The standard symptoms of a poor night's sleep are a busy day at work, followed by a day off of bike training, followed by an aimless evening in which I attempt to get all of my million daily ideas accomplished, processed, or otherwise catalogued away for future reference. Over the course of this interminable night (soon to be over, as the chirping sparrows indicate) I have contrived 3 different options for hoisting the sliding glass door of our new house to the top floor where it will be installed, some new plumbing theories about how best to install a half-shitter on the first floor of our house and about 5 different ways to construct carbon fiber cycling shoes for myself. I have likewise replayed the 5 interviews for a new temporary bike share promoter position that we're offering in conjunction with the Pennsylvania Environmental Council. So many good people, only a finite number of jobs!

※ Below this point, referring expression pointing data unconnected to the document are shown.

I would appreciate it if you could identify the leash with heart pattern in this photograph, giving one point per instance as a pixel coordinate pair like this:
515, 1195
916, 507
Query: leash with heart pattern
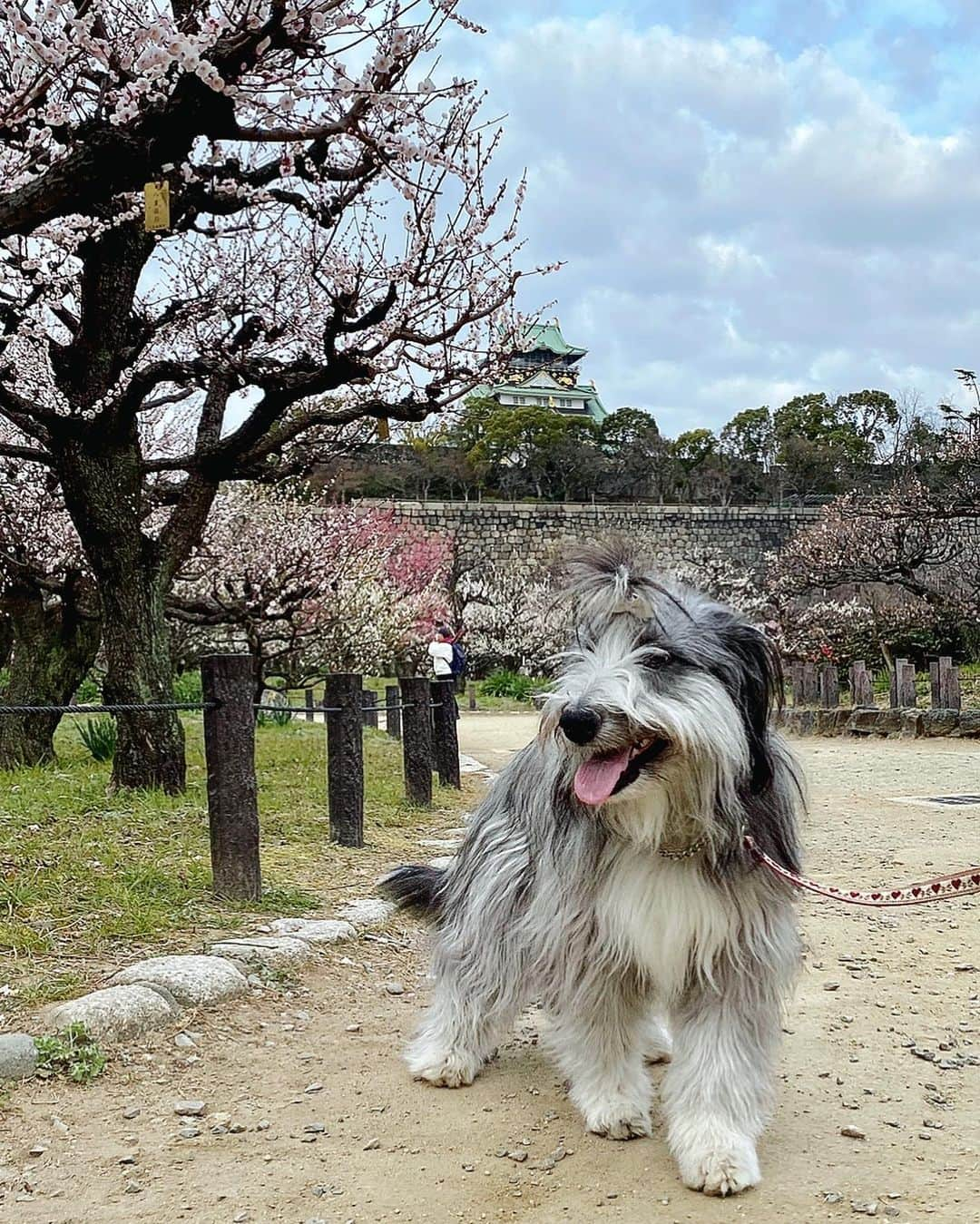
941, 887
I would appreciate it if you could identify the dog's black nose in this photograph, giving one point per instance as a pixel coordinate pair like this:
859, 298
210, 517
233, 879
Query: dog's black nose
580, 723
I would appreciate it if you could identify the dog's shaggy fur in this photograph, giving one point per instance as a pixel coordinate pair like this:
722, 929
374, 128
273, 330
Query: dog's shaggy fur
572, 886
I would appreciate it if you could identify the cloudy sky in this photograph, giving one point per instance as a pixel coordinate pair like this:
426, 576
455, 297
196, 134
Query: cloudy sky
752, 197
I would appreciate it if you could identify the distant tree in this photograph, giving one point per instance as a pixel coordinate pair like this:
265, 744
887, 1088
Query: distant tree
531, 442
892, 556
750, 437
702, 477
843, 432
334, 250
638, 456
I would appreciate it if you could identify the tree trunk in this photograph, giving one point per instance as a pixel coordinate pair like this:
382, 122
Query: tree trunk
53, 650
103, 494
150, 750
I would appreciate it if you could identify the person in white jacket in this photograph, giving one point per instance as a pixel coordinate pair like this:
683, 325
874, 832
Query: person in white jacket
441, 652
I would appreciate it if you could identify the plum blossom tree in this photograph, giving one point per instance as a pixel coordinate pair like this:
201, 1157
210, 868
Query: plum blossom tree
333, 251
510, 620
309, 590
877, 571
48, 597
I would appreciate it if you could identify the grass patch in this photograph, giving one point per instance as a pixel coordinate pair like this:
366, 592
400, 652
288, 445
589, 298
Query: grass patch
90, 879
73, 1052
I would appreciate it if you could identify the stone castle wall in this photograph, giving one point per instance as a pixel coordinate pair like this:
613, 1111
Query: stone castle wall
527, 535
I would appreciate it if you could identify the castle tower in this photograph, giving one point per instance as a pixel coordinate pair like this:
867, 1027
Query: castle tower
544, 371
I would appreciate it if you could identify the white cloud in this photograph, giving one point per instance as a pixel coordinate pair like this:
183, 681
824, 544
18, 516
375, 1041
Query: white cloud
737, 225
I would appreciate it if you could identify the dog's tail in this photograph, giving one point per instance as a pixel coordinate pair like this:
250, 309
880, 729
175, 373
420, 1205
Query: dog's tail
415, 886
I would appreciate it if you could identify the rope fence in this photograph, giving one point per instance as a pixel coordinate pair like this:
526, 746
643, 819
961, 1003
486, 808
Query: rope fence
810, 684
418, 712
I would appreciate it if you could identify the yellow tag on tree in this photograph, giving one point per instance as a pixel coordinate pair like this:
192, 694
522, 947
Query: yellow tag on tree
157, 206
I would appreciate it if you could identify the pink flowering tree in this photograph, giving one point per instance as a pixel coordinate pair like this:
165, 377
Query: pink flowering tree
309, 590
333, 251
49, 605
877, 572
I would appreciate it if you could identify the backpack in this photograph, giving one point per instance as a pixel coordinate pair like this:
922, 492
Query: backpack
457, 667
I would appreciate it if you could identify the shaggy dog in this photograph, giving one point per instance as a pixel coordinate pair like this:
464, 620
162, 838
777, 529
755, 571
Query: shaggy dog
606, 876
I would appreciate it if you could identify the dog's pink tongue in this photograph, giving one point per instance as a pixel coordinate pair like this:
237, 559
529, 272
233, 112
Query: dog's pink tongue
594, 779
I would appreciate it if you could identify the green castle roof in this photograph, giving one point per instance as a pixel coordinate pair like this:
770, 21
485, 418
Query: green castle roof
548, 336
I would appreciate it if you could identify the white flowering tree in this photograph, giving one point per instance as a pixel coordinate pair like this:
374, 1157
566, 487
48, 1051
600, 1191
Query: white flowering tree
48, 599
510, 620
309, 590
874, 572
332, 251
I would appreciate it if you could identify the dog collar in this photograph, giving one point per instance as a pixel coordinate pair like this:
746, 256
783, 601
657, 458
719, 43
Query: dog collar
688, 852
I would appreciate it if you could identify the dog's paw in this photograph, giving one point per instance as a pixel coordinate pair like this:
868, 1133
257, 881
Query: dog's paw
619, 1121
445, 1069
722, 1169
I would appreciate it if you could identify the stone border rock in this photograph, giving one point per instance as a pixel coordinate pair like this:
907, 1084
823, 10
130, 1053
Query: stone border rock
155, 992
882, 723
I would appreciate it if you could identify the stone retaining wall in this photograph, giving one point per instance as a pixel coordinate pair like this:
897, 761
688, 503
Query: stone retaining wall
526, 535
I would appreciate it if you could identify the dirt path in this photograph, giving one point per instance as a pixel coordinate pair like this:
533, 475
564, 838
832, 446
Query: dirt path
368, 1144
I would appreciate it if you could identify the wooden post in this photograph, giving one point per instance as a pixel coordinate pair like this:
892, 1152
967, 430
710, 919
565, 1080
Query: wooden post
416, 739
232, 793
445, 739
893, 683
949, 693
393, 715
829, 687
861, 688
369, 708
906, 695
935, 693
345, 759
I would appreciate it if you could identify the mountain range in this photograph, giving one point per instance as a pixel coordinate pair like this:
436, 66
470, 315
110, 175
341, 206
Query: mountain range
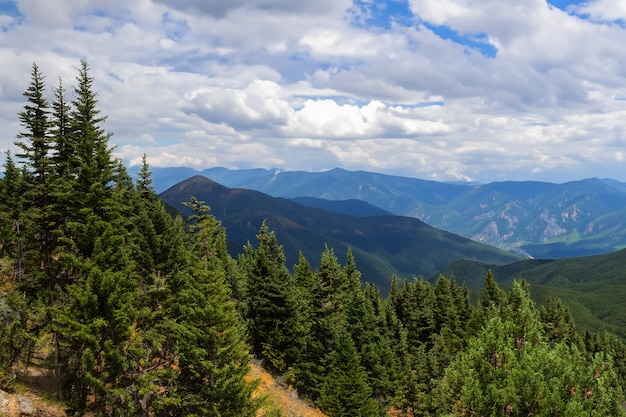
592, 287
382, 245
533, 219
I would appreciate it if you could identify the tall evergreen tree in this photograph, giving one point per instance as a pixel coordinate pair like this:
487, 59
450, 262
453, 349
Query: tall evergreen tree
274, 318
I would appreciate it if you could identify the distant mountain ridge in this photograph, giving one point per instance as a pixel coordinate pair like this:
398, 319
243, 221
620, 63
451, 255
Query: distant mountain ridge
538, 219
382, 245
593, 287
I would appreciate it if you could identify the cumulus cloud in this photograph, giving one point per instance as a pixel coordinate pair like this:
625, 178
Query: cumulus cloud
318, 84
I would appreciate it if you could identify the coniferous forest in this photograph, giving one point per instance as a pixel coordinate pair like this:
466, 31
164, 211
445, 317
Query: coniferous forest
135, 312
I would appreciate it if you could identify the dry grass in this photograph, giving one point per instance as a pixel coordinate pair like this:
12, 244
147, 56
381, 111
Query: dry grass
279, 398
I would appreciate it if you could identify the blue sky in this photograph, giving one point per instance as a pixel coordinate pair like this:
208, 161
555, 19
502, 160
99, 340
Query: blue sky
450, 90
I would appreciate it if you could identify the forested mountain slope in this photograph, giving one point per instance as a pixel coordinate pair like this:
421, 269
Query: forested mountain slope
382, 245
544, 220
593, 287
134, 312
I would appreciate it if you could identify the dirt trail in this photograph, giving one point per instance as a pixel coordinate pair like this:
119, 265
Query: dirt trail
28, 404
285, 399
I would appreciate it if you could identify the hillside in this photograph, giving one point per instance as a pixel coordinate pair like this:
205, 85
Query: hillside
382, 245
593, 287
544, 220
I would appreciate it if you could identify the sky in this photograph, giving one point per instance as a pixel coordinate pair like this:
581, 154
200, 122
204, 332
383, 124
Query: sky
446, 90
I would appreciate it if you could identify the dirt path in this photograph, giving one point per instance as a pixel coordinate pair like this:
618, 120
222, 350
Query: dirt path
285, 399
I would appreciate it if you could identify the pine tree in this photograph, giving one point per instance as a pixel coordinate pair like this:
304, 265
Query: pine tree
207, 334
345, 391
510, 369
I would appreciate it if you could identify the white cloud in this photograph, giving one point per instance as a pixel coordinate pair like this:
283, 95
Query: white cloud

Not a bad day's worth of thinking, but I wish like hell that it would occur during daylight hours and leave me in peace at night. I've always said that I would prefer not to sleep if I didn't have to, well, in this case I may have been wrong. Sleep would be just the thing right about now. Perhaps the saving grace is that I finally took some time to read through one of my recent Economist magazines. So smart, those guys.